For investors who have not yet established U.S. residency, the following principles can help guide state selection:

  • Engage a U.S. tax advisor before arriving. Pre immigration tax planning can save significant money by structuring asset sales, trust arrangements, and income timing before you become a U.S. tax resident.
  • Separate the investment decision from the residency decision. Your EB-5 project and your home state need not be the same place. Choose each based on its own merits.
  • Consider the full tax picture. A state with no income tax may have high property taxes (Texas, New Hampshire) or a new capital gains tax (Washington). Compare your total anticipated tax burden across all categories.
  • Document your residency thoroughly. Keep records of your physical presence, maintain consistent addresses across all government and financial documents, and avoid maintaining a home in a high tax state if you claim residency elsewhere.
  • Plan for the long term. State tax savings compound over time. A family saving $80,000 per year in state income taxes by choosing Florida over California accumulates $800,000 in savings over a decade, before accounting for investment returns on those savings.

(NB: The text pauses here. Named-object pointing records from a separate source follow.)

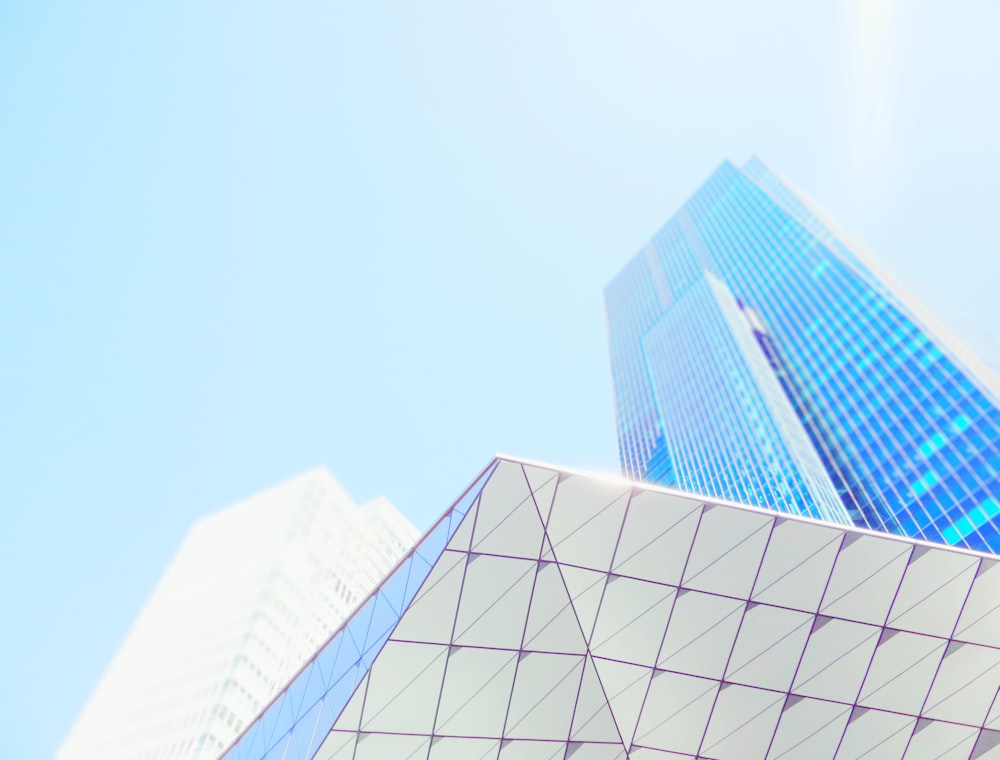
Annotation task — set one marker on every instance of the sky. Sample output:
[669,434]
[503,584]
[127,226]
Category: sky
[242,239]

Frequently Asked Questions#

Can I invest in an EB-5 project in one state and live in a different state?

Yes. The EB-5 program does not require you to live in the same state as your investment project. This is especially true for regional center investments, which are passive in nature. You can invest in a TEA project in rural Vermont while living in Miami, Florida. Your state income tax obligation is determined by where you establish your personal residency (domicile), not where your EB-5 project is located. However, if you earn active business income from a state where you do not reside, that state may tax the income sourced within its borders.

Do I have to pay state income tax on my worldwide income once I get my green card?

Your federal tax obligation covers worldwide income regardless of which state you live in. At the state level, the answer depends on your state of residency. If you live in one of the nine states with no individual income tax (Florida, Texas, Nevada, Wyoming, South Dakota, Washington, Alaska, Tennessee, or New Hampshire), you owe no state income tax on any income. If you live in a state with an income tax, such as California or New York, that state will generally tax your worldwide income, including foreign rental income, overseas business profits, and international investment returns.

Is it worth moving to a no income tax state purely for tax savings?

The financial case can be compelling, particularly for high income investors. An EB-5 investor earning $500,000 per year who chooses Florida over California saves roughly $50,000 to $60,000 annually in state income taxes alone. Over the two year conditional residency period and beyond, these savings become substantial. However, tax savings should be weighed against quality of life, proximity to community and family, children's educational options, business opportunities, and personal preferences. Many EB-5 investors ultimately choose higher tax states because the non financial benefits outweigh the cost. The decision is deeply personal, and there is no universally correct answer.

Sources#

  • Tax Foundation, "State Individual Income Tax Rates and Brackets," updated January 2026. Available at taxfoundation.org.
  • Tax Foundation, "Facts & Figures 2026: How Does Your State Compare?" Available at taxfoundation.org.
  • California Franchise Tax Board, "Residency and Filing Requirements." Available at ftb.ca.gov.
  • New York State Department of Taxation and Finance, "Determining Your Residency Status." Available at tax.ny.gov.
  • Texas Comptroller of Public Accounts, "Texas Franchise Tax." Available at comptroller.texas.gov.
  • Florida Department of Revenue, "Tax Information for New Residents." Available at floridarevenue.com.
  • Washington State Department of Revenue, "Capital Gains Tax." Available at dor.wa.gov.
  • USCIS, "EB-5 Immigrant Investor Program." Available at uscis.gov.
  • New Hampshire Department of Revenue Administration, "Interest and Dividends Tax Phase Out." Available at revenue.nh.gov.